Q&A: Berkshire Train Crash

Seven people have died after a high-speed train hit a car on an unmanned level crossing in Ufton Nervet, near Reading. Rail expert Christian Wolmar gives his assessment.

Q: What are your impressions about what went wrong?

What is awful about this is the similarity with the crash that killed 10 people at Selby three years ago where again it was a car that got onto the track that then derailed the train.

This is quite a rare event because most of the time when cars get on tracks, they are knocked away by the train.

But in this instance clearly the car got knocked underneath the train and derailed it. The important thing to emphasise is that this is a road crash that has effectively caused a rail disaster.

Q: What will investigators be looking for?

They will be looking at the car, they will be checking that the barriers were working properly, which is highly likely – these things are failsafe.

They will be concentrating on looking at where the car was when it was first struck.

My sources tell me the investigation is centring on suicide but that is not proven. If that is true, it makes it almost impossible to prevent.

Q: This will raise concern that there is always going to be risk where cars have to cross rail tracks where trains are travelling at more than 100mph.

The unions are saying ‘Oh, we should have underpasses everywhere’. The cost of that would be in the order of billions of pounds.

Level crossings have been taken out on main, very heavily used lines but you can’t possibly have underpasses everywhere, I’m afraid.

In terms of risk assessment it is not worth doing. The money would be better spent on kidney machines or the NHS or something.

These are generally little used roads. There are about 10 people killed a year on level crossings but in terms of international comparisons that is quite a low rate.
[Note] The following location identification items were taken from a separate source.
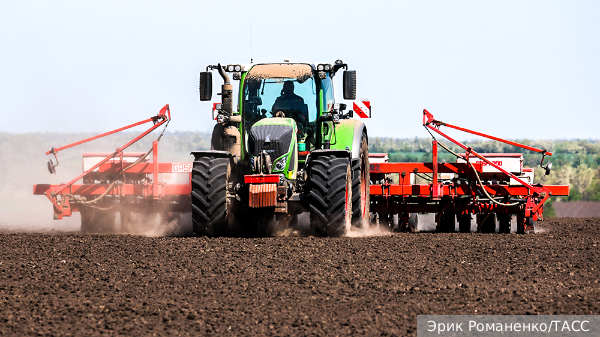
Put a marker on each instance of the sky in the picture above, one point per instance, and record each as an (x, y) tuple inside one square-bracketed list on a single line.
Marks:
[(513, 69)]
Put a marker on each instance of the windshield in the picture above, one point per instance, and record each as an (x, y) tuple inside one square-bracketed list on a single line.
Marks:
[(281, 90)]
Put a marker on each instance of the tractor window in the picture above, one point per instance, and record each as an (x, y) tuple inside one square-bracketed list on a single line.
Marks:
[(286, 96), (328, 99)]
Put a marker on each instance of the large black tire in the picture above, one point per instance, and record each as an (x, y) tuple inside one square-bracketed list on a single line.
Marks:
[(464, 223), (504, 221), (97, 221), (209, 195), (330, 195), (360, 186)]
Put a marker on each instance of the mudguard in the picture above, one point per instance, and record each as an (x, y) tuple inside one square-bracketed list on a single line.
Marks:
[(214, 153), (348, 136)]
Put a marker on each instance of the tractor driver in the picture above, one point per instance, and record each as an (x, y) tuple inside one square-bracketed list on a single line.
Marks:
[(292, 105)]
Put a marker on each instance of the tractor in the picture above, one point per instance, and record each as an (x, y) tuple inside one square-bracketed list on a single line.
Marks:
[(288, 149)]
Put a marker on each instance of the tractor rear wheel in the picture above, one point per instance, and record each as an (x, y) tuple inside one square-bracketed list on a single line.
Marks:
[(210, 176), (360, 186), (330, 196)]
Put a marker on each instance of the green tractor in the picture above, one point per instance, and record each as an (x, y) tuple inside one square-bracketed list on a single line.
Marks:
[(288, 149)]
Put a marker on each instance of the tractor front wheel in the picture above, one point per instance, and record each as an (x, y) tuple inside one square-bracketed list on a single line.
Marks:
[(210, 176), (330, 196)]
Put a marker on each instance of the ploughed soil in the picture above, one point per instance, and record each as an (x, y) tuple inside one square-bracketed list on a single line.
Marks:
[(72, 284)]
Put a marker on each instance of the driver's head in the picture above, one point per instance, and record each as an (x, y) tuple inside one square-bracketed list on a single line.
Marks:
[(288, 87)]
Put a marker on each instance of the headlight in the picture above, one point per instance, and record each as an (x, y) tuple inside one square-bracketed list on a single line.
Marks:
[(280, 164)]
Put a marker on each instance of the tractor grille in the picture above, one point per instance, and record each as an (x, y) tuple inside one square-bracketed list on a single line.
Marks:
[(275, 139)]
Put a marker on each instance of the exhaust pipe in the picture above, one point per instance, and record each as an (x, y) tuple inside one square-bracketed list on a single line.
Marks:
[(226, 92)]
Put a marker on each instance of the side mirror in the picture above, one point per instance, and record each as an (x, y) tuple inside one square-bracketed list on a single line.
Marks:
[(205, 86), (350, 84)]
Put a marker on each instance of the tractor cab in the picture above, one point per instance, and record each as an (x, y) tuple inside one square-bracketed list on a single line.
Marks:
[(286, 90)]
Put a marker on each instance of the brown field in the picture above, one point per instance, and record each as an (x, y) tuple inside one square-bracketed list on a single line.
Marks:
[(72, 284)]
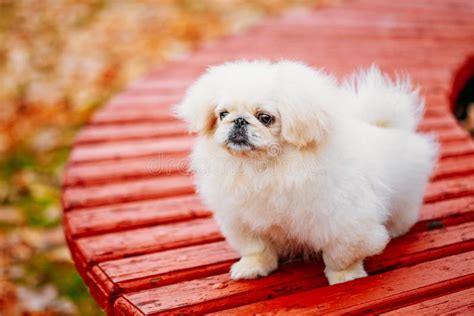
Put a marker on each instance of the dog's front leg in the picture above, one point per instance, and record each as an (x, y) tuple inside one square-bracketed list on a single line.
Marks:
[(258, 257)]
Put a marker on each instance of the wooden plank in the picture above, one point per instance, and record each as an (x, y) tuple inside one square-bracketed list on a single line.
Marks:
[(179, 184), (120, 132), (128, 149), (454, 167), (141, 167), (457, 303), (125, 191), (456, 210), (148, 239), (125, 216), (123, 115), (373, 293), (214, 293), (449, 188), (99, 172), (453, 149), (183, 144), (172, 266)]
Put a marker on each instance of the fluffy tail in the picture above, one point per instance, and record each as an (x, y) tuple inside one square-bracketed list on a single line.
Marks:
[(377, 100)]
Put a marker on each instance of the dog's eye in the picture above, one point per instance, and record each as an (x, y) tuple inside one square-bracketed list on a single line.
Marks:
[(223, 114), (265, 118)]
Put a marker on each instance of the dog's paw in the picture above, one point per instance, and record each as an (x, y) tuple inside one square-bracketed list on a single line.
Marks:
[(353, 272), (251, 267)]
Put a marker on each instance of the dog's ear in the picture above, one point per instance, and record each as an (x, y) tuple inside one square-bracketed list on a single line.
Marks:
[(197, 107), (303, 128), (304, 95)]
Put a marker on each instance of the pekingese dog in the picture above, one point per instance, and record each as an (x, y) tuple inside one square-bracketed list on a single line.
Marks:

It is just like road accidents – they happen and sometimes there is not an enormous amount you can do about them.

Q: The rail unions point to the rail inspectorate, which says that level crossings pose significant threats to safety.

There is a problem obviously in that 10 people a year die but 3,500 people die on the roads every year.

It is very rare that the rail passengers get injured or killed in these sorts of incidents. Most of the time it’s the motorists or people who basically made a mistake and got on the track at the wrong time.

You just cannot spend billions of pounds replacing level crossings. It’s as if you tried to make every traffic light in town centres into an underpass or an overpass.

Q: Are there any obvious safety measures that could be put in place at little cost – CCTV perhaps, motion detectors to tell the signalmen if there’s something across the line at the crossing.

The idea of sensors is probably not there yet in terms of technology.

There are some simple things. For example, when the barriers are down motorists tend to wiggle across them because they are half barriers.

If you made each of the bits of road leading up to the crossing into a kind of dual carriageway and put a fence down the middle of the road for seven or eight car lengths, it would stop motorists doing that.

You could do that kind of thing to prevent motorists being daft.